HRW urges Egypt to halt executions of Arab Sharkas cell defendants
International rights watchdog Human Rights Watch urged Egypt to halt the execution of six men sentenced to death by a military court in the case known as the Arab Sharkas Cell, calling for their referral to a civilian court in a statement issued Saturday.
Last October, a military court sentenced seven people to death for leading and being part of a cell affiliated with militant group Ansar Beit al-Maqdes (now Province of Sinai). One of the defendants was sentenced to death in absentia. The court also sentenced two more defendants to life in prison in the same case.
The military prosecution accused the defendants of planning and executing an armed attack on a bus transporting soldiers in Cairo’s Amiriya district on March 13, 2014, which resulted in the death of a sergeant in the Armed Forces.
Two days later, another attack killed six soldiers at a military police checkpoint in the Musturud area of southern Cairo. On March 19, a brigadier and a colonel in the Armed Forces were killed when the Armed Forces raided an abandoned warehouse in Ezbet Arab Sharkas in Qalyubia, which gave the group the name “Arab Sharkas cell.”
HRW cites the defendants’ families and lawyer Ahmed Helmy, who say that three of the men were arrested months before the attacks and remained in detention and so could not have participated in any of them.
The rights group says Mohamed Bakry, Hani Amer, and Mohamed Afifi were arrested in late 2013, citing Helmy who was allegedly hired by their families in January 2014. HRW also obtained copies of telegrams that Amer and Bakry’s families sent to prosecutors in December 2013 requesting information about the two men, the statement said.

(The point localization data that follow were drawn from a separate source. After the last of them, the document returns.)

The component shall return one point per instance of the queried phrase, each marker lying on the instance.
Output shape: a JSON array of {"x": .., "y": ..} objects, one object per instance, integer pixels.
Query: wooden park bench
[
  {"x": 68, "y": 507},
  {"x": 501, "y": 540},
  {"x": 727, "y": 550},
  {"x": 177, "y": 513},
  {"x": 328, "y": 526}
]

“Egypt’s courts have routinely abandoned due process, but if these executions go ahead it will represent an egregious new low,” Sarah Leah Whitson, Middle East and North Africa director, said. “Civilians should never face trial before military courts or face execution as a result.”
Defense Minister Sedky Sobhy upheld all seven death sentences last month, turning down an appeal.
“It is outrageous that these six men face execution in Egypt after such a flawed judicial process,” Whitson said.
The Interior Ministry announced the execution of Mahmoud Hassan Ramadan, convicted of throwing a teenager to his death off a rooftop in Alexandria’s Sidi Gaber neighborhood in July 2013.
Ramadan was executed after he was found guilty of throwing teenagers off a rooftop during protests by the Muslim Brotherhood, the ministry said. This was the first death sentence to be carried out in violence that occurred in the aftermath of Mohamed Morsi’s ouster in July 2013.